Un silencio duro y cortante se hizo entre ellos dos, roto solo por el sonido del reloj de pared. Pasó casi un minuto antes de que él hablara.
– Solo por curiosidad, suponiendo que sea capaz de romper el maleficio y casarme, ¿casarse conmigo sería algo tan terrible?
Aquel suave tono de voz, que pretendía ocultar el dolor y la confusión de sus palabras, le tocó el corazón de una manera completamente inaceptable para ella. Se le hizo un nudo en la garganta y tuvo que tragar saliva dos veces antes de volver a recuperar la voz:
– Cualquier mujer a la que elijas será muy afortunada. No tengo ninguna duda de que serás un maravilloso marido y… padre. Y, por supuesto, esa mujer tiene que ser de una cuna impecable y de un estrato social similar al tuyo. Obviamente, yo no soy esa mujer. Pero incluso si lo fuera, como ya te había dicho antes, no tengo ningún deseo de casarme.
– Esa es una afirmación que me parece curiosa. ¿Por qué abrigas esa aversión por una cosa que la mayoría de la mujeres desean?

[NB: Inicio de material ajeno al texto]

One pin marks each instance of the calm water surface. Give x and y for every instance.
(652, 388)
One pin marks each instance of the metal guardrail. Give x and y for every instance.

«SÍ tú supieras…», pensó ella.
– Estoy muy satisfecha con mi vida tal y como es. Me gusta mi trabajo y el grado de independencia que me procura. Además, Albert, Charlotte y Hope dependen de mí, y el sentimiento es mutuo. Nunca haría nada que pudiera destruir esa familia unida que he creado. Y en cuanto a la otra opción…
– ¿Convertirte en mi amante?
– Sí. No tengo ganas de ensuciar mi reputación, ya que eso no solo me dañaría a mí, sino también a mi familia. He luchado demasiado tiempo y demasiado duro por mi reputación para arriesgarla por esto.
Él la miraba de forma interrogativa, e inmediatamente ella se dio cuenta de que había hablado demasiado. Para adelantarse a cualquier pregunta añadió:
– He aprendido que no tiene sentido mirar atrás para regodearse en lamentaciones. Solo podemos seguir adelante y esperar aprender de nuestros errores.
– Una filosofía de vida admirable, pero en ella me parece oír la voz de la experiencia, Meredith. ¿Qué tipo de errores has cometido?
– Todos cometemos errores -dijo ella, intentando que su tono de voz siguiera siendo sereno-. El más reciente lo cometí hace apenas unos momentos en esta misma habitación.
Él se quedó mirándola fijamente con una expresión inescrutable durante varios segundos y luego dejó escapar un largo suspiro.